Emotion Through Dance
By: Rebecca Haywood, University of Saint Francis Animation student
I wanted to do something with dance for my final project as an animation major. To preface this whole post, I’ve never taken a formal dance class and I hadn’t been studying dance or movement at any point beforehand. I hadn’t even worked very much with 3D animation before my Senior year. Below is a brief description of the process that I used to make this project.
During the summer before my last year, I asked a few dance studios around town if I could film some of their classes for reference footage. Some studios said yes, including Fred Astaire Dance Studio and the Fort Wayne Dance Collective, so I recorded a variety of dances. Once I had the footage I wanted, I thanked everyone involved and went to work.
I first studied the dance footage and drew over every frame, so I understood the movement better. After I do this, I feel confident that I know what happens next in the choreography. Plus, I wanted to dedicate time to this, so it could help illustrate my process later (pun intended).
Then, the bulk of the project started. I tried looking around for characters to use that would be physically nondescript to be inclusive, but still let others know that they were human. That has been a theme in my past dance projects- letting the audience member feel like they were dancing themselves, but also keeping a general human form. After purchasing a set, I loaded them up in an animation program and got to work with animating the characters in 3D. I was constantly checking the video footage to see if I was doing it correctly. I did take some creative liberties, but I also wanted to stay true to the choreography too. This process for both dances took the longest amount of time. I learned so much in this stage of the project. I also created a cyclorama wall and a set of two-point lights to add some interest and much-needed light to my animation. A cyclorama wall is a wall that curves by the floor to give the illusion that it goes on forever when photographed or on video. It’s usually painted white and is mostly used in photography and video production companies.
For the colors of the lighting, I used red lighting for the hip hop because I wanted to lean into the accepted meaning of it. Red is seen as aggressive and violent. Hip hop is a very controlled dance in terms of movement. There is fluidity involved, but it is known for hard and fast movements like popping and locking. I wanted to draw attention to why we associate red with aggressive movements. For the other dance, I used blue lighting to lean into the melancholy feeling. Blue is seen as calm and loneliness. Contemporary dance can be solo or partner work and incorporates many different styles of dance. I wanted to draw attention to why we associate blue with sadness. The colors I used are very saturated, which was intentional. This level of saturation is usually achieved from adding filters or using editing programs. I wanted to play up the colors to give a sense of heightened emotion, not just with the animation.
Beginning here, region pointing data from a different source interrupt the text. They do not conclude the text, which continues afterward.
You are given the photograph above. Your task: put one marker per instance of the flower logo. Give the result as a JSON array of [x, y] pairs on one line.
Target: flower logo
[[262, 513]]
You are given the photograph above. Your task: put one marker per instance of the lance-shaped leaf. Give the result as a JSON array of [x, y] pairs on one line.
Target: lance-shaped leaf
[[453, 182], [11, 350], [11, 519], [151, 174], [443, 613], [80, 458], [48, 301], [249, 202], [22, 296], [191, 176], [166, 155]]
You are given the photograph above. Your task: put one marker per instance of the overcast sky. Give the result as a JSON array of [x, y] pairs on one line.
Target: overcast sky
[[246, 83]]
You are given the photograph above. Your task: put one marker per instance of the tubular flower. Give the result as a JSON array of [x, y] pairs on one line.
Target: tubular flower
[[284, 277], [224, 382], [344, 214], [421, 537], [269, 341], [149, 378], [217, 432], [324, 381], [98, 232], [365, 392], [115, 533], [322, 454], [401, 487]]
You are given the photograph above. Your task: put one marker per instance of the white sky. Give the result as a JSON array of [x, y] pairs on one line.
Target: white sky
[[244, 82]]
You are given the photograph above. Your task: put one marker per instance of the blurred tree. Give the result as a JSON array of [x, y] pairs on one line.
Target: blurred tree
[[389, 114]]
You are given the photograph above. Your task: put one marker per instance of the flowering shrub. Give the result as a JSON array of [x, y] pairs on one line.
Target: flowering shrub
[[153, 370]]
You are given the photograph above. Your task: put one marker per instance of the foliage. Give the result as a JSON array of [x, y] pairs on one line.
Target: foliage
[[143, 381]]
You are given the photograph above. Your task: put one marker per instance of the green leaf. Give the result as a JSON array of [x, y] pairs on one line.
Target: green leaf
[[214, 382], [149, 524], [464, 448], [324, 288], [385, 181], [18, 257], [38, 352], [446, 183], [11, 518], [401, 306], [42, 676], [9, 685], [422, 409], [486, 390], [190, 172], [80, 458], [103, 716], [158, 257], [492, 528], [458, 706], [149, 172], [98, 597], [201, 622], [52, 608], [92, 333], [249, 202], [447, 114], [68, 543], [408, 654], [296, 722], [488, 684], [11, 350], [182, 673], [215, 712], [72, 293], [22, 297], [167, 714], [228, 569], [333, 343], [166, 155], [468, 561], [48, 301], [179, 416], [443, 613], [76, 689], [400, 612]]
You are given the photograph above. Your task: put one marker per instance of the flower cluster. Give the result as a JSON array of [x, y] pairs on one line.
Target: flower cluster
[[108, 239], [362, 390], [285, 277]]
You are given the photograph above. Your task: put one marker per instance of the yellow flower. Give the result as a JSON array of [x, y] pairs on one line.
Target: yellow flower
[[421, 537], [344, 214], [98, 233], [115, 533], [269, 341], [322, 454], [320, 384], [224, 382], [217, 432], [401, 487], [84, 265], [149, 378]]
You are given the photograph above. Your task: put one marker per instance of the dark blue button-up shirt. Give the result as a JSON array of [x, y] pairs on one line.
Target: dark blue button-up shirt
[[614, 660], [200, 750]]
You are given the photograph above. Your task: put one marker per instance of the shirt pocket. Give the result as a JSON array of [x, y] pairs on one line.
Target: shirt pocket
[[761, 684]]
After putting some finishing touches on my project, I put everything into an editing program and had fun with it. For the hip hop dance, I used the original song as an instrumental version to avoid copyright. It was a straightforward process to add the music to animation and I was done. For the contemporary dance, I searched for royalty free music to use since I had just animated pieces of it and not the whole choreography. I also tweaked the order that the choreography would appear in and added effects to the videos themselves.